Elio De Angelis con Ayrton Senna nel 1985
Elio De Angelis con Ayrton Senna nel 1985

Ci fu l’avvento di Gerard Ducarouge…

«Fu proprio mio fratello protagonista determinante per l’ingaggio di Ducarouge. Elio, infatti, andò in Francia a parlare con Ducarouge e fu proprio lui a convincerlo ad accasarsi con la Lotus, casa prestigiosa e storica, che aveva bisogno di uno come lui per risollevarsi. Addirittura mio fratello Elio rinunciò ad una parte del suo stipendio per dare quello che mancava per chiudere il contratto con Ducarouge e che la Lotus non voleva dare. Ma Elio sapeva che serviva proprio un ingegnere della competenza e della esperienza del francese per concepire una macchina finalmente competitiva. Infatti, già in 2-3 settimane rese la Lotus di quel momento una macchina che era già molto meglio di quelle di prima.
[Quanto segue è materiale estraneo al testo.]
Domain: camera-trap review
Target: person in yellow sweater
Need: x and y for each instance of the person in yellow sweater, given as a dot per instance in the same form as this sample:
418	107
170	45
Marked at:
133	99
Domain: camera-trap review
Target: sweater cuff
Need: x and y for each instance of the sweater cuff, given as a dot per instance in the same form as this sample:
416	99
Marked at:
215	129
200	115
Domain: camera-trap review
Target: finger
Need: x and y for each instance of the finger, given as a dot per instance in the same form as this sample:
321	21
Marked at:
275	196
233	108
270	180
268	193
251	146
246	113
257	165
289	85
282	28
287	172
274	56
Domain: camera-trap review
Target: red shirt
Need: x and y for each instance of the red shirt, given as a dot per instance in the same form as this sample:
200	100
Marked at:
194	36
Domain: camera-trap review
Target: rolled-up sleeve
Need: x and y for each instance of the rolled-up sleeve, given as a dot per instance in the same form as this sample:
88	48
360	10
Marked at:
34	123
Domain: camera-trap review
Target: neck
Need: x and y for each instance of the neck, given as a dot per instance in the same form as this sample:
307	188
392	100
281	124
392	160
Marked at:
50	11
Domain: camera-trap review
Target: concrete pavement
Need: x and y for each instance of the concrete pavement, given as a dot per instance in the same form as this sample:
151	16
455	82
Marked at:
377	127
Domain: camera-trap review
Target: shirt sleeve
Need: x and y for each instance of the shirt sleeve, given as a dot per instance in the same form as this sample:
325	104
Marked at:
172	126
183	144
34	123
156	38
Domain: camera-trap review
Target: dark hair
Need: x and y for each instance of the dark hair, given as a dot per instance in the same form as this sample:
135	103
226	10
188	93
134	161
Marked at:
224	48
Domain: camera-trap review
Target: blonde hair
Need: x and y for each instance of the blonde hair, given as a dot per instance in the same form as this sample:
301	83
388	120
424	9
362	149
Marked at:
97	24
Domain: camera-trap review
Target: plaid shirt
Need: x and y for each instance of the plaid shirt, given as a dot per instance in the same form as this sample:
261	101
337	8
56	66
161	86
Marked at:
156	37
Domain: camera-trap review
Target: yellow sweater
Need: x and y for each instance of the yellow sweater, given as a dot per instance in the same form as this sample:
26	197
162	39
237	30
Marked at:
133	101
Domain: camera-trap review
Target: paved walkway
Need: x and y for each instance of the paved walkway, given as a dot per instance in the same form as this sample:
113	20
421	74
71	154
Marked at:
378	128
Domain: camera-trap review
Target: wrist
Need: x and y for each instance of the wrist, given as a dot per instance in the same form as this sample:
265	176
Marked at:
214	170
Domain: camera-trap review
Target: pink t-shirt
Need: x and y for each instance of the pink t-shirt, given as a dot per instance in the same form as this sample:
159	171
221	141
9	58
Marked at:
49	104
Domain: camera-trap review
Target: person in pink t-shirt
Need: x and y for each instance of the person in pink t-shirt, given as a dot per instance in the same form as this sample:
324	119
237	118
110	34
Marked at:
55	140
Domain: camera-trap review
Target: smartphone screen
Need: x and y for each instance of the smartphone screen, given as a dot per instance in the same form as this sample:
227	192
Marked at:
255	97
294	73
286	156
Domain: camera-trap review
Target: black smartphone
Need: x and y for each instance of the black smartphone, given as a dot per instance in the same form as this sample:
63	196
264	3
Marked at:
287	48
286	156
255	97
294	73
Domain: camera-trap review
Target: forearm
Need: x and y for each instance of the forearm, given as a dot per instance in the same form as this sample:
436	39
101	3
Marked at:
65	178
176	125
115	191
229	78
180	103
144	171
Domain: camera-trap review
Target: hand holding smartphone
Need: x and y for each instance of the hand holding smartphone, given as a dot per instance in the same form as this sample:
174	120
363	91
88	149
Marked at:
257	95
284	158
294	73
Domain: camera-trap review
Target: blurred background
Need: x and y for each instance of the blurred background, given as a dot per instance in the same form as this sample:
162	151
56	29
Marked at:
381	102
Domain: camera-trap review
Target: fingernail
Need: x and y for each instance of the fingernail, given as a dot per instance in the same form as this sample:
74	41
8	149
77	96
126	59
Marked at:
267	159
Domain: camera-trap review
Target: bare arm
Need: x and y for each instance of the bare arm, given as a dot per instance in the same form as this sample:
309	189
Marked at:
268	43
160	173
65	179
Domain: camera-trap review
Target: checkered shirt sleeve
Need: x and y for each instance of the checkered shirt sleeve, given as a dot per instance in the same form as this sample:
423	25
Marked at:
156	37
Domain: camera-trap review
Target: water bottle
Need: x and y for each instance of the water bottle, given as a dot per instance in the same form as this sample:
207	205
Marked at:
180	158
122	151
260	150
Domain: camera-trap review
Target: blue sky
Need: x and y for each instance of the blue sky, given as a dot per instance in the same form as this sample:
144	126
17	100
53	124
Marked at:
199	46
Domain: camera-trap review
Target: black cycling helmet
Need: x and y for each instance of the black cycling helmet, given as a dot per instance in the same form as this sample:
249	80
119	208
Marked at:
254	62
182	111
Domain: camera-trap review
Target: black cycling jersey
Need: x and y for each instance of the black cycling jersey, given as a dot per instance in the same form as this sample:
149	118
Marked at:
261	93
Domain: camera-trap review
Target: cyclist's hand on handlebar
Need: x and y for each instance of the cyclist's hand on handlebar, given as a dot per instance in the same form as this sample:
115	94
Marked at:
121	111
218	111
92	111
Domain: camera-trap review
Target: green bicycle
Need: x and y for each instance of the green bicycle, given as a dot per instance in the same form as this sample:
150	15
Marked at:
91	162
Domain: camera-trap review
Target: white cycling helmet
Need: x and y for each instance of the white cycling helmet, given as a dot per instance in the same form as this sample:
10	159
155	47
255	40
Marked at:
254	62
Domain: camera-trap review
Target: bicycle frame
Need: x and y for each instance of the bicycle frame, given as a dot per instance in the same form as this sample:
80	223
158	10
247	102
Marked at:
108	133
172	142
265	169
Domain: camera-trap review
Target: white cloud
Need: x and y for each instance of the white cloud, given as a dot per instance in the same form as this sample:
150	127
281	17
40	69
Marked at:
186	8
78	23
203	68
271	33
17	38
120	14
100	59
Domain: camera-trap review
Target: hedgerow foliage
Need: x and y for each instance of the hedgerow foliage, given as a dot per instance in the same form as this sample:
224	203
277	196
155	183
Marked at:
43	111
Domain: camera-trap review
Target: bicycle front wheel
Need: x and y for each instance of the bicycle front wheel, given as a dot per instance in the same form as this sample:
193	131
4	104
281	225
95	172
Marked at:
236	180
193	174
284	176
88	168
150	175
Tanto è vero che mio fratello fece addirittura la pole position a Brands Hatch, proprio nel Gran Premio d’Europa 1983. Fu un enorme passo in avanti rispetto ai precedenti Gran Premi, dove Elio si qualificava solo settimo, ottavo o decimo».

Questo momento di resurrezione ci voleva veramente, perché Elio De Angelis, gia’ con la Lotus 88, quella con il doppio telaio, aveva gia’ trascorso davvero i peggiori momenti della scuderia inglese, che veniva già dal fallimento della Lotus 80 del 1979. Invece, anche le Lotus 88, la geniale monoposto dal doppio telaio, che doveva essere l‘arma totale Lotus, andò come andò…

«Mio fratello Elio fu contento che la Lotus 88 fosse stata squalificata, perché l’aveva provato a lungo e diceva che non andava, era un'idea sulla carta buona, ma che in pratica non sempre idee in teoria buone si rivelano poi tanto buone nel concreto. La macchina davvero non andava».

Nonostante questa brutta situazione, circolavano, su Elio, voci  di interessamenti della Renault e anche degli abboccamenti anche con l’Alfa Romeo. Elio rimase comunque fedele alla Lotus...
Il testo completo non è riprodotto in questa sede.